Opinion: How can Israelis and Palestinians make peace? Reading each other's poetry is a good start
But can poetry ameliorate a war or hasten a peaceful resolution? Perhaps, but only if poets and readers can slip behind enemy lines, or if the poetry of the 'enemy' can cross those lines. The latest war in the Middle East, and the repercussions here, have illustrated the power and difficulty of reading the other side's verse.
At the risk of being accused of naivete, I do believe — I assert — that poetry can be a vehicle for change and peace amid war and other conflicts. Robert Bly and Denise Levertov influenced social consciousness about the Vietnam War. More recently, a renaissance of marginalized voices promoted more general awareness of systemic racism in the United States.
No history of lynching is more vivid than Lucille Clifton's 'jasper texas 1998,' about the murder of James Byrd Jr.
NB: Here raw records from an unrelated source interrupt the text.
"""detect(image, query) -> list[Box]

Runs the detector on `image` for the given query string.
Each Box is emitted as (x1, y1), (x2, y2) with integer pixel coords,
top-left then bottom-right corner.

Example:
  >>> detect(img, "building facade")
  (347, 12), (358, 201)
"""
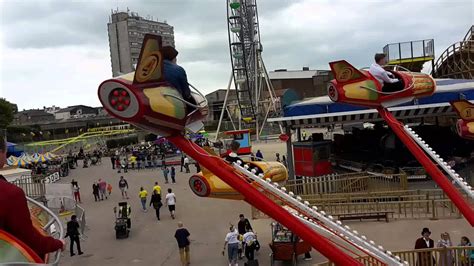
(268, 67), (332, 98)
(54, 105), (97, 120)
(12, 109), (54, 126)
(107, 11), (174, 77)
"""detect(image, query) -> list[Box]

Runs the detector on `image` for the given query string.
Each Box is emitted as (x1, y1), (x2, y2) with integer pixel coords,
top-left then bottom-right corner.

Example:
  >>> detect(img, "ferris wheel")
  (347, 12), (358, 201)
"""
(217, 0), (276, 137)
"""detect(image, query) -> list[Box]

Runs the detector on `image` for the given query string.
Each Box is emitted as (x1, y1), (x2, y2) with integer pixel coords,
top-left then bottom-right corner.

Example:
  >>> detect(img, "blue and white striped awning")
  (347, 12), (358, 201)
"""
(268, 79), (474, 128)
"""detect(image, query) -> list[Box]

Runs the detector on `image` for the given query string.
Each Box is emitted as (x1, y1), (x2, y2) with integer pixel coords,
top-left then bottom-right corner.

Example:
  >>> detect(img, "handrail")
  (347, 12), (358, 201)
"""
(233, 161), (405, 265)
(316, 246), (474, 266)
(463, 25), (474, 41)
(431, 40), (474, 75)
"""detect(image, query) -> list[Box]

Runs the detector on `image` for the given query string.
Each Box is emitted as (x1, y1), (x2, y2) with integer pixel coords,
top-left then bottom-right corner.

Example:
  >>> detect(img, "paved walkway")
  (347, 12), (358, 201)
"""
(57, 151), (472, 266)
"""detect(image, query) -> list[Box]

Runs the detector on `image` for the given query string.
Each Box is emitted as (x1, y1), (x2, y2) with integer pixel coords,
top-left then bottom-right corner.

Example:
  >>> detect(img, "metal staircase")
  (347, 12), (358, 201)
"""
(234, 161), (408, 265)
(404, 125), (474, 200)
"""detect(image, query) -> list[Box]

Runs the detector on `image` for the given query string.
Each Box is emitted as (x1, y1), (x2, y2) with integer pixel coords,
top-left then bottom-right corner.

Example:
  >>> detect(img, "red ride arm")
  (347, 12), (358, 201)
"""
(167, 136), (362, 266)
(0, 180), (63, 258)
(377, 107), (474, 226)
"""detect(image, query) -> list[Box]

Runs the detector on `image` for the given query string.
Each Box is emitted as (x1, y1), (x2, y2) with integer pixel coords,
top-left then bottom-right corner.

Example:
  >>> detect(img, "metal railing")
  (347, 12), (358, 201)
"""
(383, 39), (434, 62)
(286, 172), (407, 195)
(302, 190), (468, 220)
(317, 246), (474, 266)
(431, 40), (474, 79)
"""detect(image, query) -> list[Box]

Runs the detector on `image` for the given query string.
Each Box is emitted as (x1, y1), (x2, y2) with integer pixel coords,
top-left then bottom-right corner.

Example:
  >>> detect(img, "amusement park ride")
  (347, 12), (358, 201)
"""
(99, 29), (474, 265)
(451, 100), (474, 140)
(328, 60), (474, 223)
(0, 4), (474, 265)
(216, 0), (282, 140)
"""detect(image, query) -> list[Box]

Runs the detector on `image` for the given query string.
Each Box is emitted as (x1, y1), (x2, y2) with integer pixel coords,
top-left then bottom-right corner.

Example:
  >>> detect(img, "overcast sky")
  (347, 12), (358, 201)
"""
(0, 0), (474, 110)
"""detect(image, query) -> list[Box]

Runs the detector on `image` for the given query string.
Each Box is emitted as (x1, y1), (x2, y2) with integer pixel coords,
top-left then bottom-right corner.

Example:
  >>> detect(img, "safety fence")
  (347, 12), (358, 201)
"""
(316, 246), (474, 266)
(301, 189), (461, 219)
(258, 188), (472, 221)
(285, 172), (407, 195)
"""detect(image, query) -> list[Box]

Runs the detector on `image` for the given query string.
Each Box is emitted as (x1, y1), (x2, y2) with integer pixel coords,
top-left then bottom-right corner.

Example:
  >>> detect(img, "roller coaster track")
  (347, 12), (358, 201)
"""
(168, 136), (406, 265)
(26, 129), (135, 152)
(377, 107), (474, 226)
(431, 26), (474, 79)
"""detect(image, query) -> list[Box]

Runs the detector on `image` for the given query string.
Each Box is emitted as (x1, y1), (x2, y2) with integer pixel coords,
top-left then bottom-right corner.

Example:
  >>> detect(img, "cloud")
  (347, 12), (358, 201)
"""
(0, 0), (474, 109)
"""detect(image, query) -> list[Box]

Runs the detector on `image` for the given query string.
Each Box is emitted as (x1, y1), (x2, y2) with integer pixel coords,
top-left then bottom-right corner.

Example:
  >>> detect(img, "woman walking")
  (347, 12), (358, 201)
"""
(437, 232), (453, 266)
(150, 190), (163, 221)
(138, 187), (148, 212)
(222, 224), (240, 266)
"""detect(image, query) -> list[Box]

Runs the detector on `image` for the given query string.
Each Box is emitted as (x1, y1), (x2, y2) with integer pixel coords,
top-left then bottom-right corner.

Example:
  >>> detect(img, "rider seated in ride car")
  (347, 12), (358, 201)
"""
(369, 54), (403, 92)
(161, 46), (196, 104)
(225, 140), (243, 163)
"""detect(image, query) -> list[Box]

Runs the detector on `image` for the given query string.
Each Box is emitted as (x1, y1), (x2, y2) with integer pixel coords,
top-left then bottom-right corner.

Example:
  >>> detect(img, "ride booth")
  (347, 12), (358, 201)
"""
(293, 134), (333, 178)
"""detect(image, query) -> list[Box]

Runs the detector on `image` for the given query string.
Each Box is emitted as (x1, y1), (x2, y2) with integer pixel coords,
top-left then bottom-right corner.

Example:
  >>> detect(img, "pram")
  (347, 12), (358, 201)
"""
(114, 201), (131, 239)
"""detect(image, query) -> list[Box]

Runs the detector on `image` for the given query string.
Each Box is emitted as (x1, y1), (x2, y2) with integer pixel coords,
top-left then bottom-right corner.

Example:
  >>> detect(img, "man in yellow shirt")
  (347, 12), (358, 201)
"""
(153, 182), (161, 195)
(138, 187), (148, 212)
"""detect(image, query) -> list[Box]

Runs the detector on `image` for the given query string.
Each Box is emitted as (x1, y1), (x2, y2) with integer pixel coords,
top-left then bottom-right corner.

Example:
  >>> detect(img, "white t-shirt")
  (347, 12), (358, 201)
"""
(243, 232), (256, 245)
(225, 229), (240, 244)
(166, 193), (176, 205)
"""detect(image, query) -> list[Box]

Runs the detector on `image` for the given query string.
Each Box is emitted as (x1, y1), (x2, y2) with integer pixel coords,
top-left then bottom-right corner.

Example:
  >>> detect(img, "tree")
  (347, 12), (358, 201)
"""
(0, 98), (16, 128)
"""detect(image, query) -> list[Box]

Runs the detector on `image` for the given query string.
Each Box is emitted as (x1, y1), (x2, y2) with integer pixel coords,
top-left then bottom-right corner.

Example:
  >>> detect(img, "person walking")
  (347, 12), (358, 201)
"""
(415, 227), (435, 266)
(107, 183), (112, 196)
(459, 236), (474, 266)
(150, 190), (163, 221)
(162, 164), (170, 184)
(437, 232), (453, 266)
(153, 182), (161, 196)
(99, 179), (107, 200)
(138, 187), (148, 212)
(171, 166), (176, 184)
(65, 215), (84, 257)
(166, 188), (176, 219)
(222, 224), (240, 266)
(110, 155), (115, 170)
(174, 222), (191, 266)
(92, 182), (100, 201)
(115, 159), (122, 173)
(71, 179), (82, 203)
(194, 162), (201, 173)
(119, 176), (128, 199)
(184, 156), (189, 173)
(237, 214), (253, 258)
(242, 227), (257, 261)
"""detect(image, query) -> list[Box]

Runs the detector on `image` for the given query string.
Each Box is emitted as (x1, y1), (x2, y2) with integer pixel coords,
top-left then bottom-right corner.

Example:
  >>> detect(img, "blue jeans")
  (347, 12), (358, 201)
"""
(140, 198), (146, 211)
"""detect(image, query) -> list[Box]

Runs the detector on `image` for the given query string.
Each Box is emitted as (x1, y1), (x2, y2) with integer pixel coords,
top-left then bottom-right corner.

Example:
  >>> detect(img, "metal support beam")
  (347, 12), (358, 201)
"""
(214, 72), (235, 141)
(285, 126), (296, 179)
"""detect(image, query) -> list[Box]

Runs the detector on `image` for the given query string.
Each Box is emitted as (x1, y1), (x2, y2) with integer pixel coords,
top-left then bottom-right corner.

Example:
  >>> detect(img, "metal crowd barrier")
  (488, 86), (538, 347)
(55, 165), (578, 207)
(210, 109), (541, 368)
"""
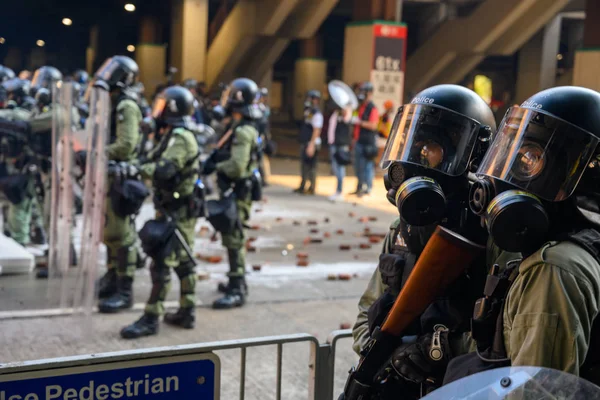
(0, 329), (352, 400)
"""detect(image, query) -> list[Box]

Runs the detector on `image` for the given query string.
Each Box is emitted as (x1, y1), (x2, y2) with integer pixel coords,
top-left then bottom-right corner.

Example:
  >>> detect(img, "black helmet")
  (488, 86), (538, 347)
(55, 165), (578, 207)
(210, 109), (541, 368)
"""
(0, 65), (15, 83)
(226, 78), (258, 118)
(477, 86), (600, 202)
(94, 56), (140, 90)
(381, 85), (496, 176)
(381, 85), (496, 226)
(152, 86), (194, 127)
(31, 66), (62, 91)
(73, 69), (89, 85)
(2, 78), (31, 99)
(181, 78), (198, 90)
(35, 88), (52, 107)
(306, 89), (321, 99)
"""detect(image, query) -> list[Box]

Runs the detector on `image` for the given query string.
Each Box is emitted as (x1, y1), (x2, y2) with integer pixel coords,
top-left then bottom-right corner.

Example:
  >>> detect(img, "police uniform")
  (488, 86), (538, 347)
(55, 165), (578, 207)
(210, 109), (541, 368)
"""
(445, 86), (600, 384)
(121, 86), (200, 339)
(140, 128), (199, 316)
(345, 85), (495, 399)
(90, 56), (142, 313)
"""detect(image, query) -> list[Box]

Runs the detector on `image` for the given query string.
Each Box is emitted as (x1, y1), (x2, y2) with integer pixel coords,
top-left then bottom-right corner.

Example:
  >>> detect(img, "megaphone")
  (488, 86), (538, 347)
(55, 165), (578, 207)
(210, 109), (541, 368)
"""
(327, 80), (358, 111)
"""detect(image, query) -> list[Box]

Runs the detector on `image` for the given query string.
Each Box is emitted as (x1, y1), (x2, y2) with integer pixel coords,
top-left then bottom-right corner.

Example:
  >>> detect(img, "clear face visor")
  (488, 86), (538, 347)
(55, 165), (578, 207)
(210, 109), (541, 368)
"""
(380, 104), (480, 176)
(31, 69), (52, 89)
(95, 57), (119, 82)
(152, 96), (167, 119)
(477, 107), (599, 201)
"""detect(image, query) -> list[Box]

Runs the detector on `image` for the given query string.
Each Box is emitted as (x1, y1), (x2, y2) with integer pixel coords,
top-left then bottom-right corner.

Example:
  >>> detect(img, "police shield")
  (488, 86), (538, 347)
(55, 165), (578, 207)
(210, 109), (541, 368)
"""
(423, 367), (600, 400)
(74, 88), (110, 314)
(48, 82), (110, 314)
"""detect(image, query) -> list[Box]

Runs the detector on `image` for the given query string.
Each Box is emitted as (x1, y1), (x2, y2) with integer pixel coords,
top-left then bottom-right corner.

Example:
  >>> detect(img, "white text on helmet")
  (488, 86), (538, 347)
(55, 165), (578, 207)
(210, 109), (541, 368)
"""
(411, 97), (435, 104)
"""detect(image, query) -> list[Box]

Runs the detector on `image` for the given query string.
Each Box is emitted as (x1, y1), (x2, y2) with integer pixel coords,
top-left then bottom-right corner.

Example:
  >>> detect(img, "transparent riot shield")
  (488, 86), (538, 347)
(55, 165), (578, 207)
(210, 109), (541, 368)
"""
(423, 367), (600, 400)
(48, 82), (75, 308)
(48, 82), (110, 315)
(75, 88), (110, 315)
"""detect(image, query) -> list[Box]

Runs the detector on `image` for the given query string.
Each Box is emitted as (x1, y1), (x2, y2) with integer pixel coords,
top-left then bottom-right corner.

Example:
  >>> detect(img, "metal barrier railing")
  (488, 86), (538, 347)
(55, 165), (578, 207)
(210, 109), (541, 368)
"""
(0, 329), (351, 400)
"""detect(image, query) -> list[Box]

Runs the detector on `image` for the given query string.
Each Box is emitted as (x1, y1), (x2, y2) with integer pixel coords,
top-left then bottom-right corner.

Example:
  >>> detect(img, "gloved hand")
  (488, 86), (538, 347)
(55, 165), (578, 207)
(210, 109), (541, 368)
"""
(75, 150), (87, 173)
(390, 325), (452, 383)
(202, 149), (217, 175)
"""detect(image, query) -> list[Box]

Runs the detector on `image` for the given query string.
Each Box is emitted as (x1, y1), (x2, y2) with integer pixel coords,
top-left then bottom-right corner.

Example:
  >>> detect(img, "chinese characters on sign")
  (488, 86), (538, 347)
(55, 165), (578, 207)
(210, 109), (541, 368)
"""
(370, 25), (406, 112)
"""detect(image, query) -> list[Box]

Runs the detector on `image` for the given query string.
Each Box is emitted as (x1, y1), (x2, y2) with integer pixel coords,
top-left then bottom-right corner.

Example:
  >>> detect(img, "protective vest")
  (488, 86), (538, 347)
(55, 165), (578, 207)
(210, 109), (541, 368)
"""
(369, 223), (483, 336)
(298, 108), (320, 144)
(333, 116), (352, 146)
(444, 229), (600, 385)
(109, 93), (135, 144)
(358, 102), (377, 144)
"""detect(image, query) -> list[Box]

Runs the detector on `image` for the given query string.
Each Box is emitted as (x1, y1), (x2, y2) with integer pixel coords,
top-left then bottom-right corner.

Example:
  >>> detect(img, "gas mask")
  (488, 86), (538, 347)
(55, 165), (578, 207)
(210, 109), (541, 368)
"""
(469, 107), (598, 253)
(381, 104), (490, 231)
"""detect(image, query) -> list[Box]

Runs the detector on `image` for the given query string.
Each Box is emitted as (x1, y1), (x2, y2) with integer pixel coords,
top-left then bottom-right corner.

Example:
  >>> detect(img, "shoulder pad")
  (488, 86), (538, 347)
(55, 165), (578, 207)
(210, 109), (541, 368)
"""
(519, 241), (600, 282)
(117, 99), (139, 111)
(235, 124), (258, 142)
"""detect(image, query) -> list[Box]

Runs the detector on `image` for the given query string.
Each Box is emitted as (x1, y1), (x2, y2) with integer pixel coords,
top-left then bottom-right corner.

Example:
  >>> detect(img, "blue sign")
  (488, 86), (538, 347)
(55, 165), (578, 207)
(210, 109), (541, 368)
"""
(0, 353), (220, 400)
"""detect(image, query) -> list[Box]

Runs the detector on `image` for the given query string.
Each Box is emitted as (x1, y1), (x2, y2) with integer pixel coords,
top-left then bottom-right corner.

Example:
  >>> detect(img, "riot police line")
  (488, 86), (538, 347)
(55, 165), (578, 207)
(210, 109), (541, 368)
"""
(0, 56), (272, 337)
(7, 57), (600, 399)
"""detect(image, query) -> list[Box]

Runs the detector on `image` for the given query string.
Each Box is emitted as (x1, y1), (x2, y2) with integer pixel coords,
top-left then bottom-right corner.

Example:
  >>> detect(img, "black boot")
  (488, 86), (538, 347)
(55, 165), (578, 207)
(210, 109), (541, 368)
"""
(213, 277), (246, 310)
(217, 279), (249, 296)
(98, 268), (117, 299)
(163, 308), (196, 329)
(121, 313), (158, 339)
(31, 226), (48, 244)
(98, 277), (133, 314)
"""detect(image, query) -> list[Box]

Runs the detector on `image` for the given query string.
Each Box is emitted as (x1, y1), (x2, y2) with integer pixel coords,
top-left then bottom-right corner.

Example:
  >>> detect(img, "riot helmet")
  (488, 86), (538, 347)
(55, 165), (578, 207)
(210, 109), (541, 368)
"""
(470, 86), (600, 251)
(0, 65), (15, 83)
(181, 78), (198, 91)
(356, 82), (373, 103)
(31, 65), (63, 94)
(304, 89), (321, 109)
(225, 78), (258, 119)
(152, 86), (194, 127)
(380, 85), (496, 226)
(35, 88), (52, 110)
(73, 69), (89, 85)
(2, 78), (31, 105)
(94, 56), (140, 91)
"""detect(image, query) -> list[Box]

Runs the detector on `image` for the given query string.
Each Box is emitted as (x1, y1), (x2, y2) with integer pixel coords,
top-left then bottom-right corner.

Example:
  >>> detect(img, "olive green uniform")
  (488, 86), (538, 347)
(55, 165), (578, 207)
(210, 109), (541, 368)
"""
(104, 98), (142, 278)
(140, 128), (199, 315)
(216, 124), (258, 278)
(0, 108), (37, 246)
(352, 218), (475, 356)
(503, 242), (600, 375)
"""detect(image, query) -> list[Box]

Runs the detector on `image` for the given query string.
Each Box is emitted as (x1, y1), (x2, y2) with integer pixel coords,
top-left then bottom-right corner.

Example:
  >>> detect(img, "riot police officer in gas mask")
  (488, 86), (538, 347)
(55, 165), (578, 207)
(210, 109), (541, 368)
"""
(121, 86), (202, 339)
(353, 85), (496, 399)
(446, 86), (600, 384)
(86, 56), (142, 313)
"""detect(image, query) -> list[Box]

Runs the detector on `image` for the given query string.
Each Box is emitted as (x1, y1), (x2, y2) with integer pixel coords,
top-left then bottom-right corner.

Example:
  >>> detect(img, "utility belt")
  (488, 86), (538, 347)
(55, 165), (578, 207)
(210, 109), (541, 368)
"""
(217, 169), (262, 205)
(471, 259), (523, 358)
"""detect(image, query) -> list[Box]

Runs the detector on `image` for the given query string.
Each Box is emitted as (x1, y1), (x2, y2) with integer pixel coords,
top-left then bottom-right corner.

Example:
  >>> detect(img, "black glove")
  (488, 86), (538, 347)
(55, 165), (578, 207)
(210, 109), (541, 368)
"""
(390, 325), (452, 383)
(202, 149), (218, 175)
(75, 150), (87, 173)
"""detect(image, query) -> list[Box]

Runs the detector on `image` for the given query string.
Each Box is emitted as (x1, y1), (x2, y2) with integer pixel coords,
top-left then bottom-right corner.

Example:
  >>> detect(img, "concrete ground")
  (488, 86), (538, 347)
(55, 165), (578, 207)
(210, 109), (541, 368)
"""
(0, 159), (396, 399)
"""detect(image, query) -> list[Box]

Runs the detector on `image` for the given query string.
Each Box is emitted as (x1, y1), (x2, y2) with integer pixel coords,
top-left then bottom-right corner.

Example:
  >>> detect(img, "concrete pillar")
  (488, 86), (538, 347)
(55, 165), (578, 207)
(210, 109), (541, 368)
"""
(515, 16), (561, 103)
(135, 17), (167, 101)
(352, 0), (402, 21)
(342, 21), (407, 112)
(85, 25), (99, 75)
(170, 0), (208, 81)
(294, 37), (327, 120)
(573, 0), (600, 91)
(4, 47), (23, 73)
And of all the accounts of the murders that sparked the Black Lives Matter movement, I most deeply remember Ross Gay's 'A Small Needful Fact,' about the killing of Eric Garner in New York.
In the conflict between Israel and Hamas in Gaza, Palestinian voices must be heard if any lasting peace is to be achieved. Among those that have deeply moved me are the poets Mosab Abu Toha and Fady Joudah. They have brought me into Gaza the way no television news coverage could.
I invite any Jewish or Israeli poet who has not delved into contemporary Palestinian poetry to step behind enemy lines to read these and other poets. Reading them means experiencing not only the heartbreak and horrors of the war but also encountering the full force of another's rage. And beyond the rage is a human not unlike oneself.
Abu Toha's 'My Grandfather's Well' contrasts an image of the poet 'pulling up buckets of water / from the Camp's well' with that of his grandfather, whose 'hands pour water / down into the well' in Yaffa, where he still stands: 'He never left it, even after the Nakba, / even after death.' It connects the Palestinian poet with this American Jewish poet, as grandsons whose grandfathers' lives continue to sustain them. Such moments of empathy, to my mind, move mountains.
How strange, then, to have read that thousands of writers and members of the entertainment industry had signed a letter pledging to boycott Israeli cultural institutions — those that just might bring them behind their enemies' lines to show them something they have closed themselves to knowing. It feels to me as if these writers and artists are committing themselves to not knowing, to not letting art do what only art can.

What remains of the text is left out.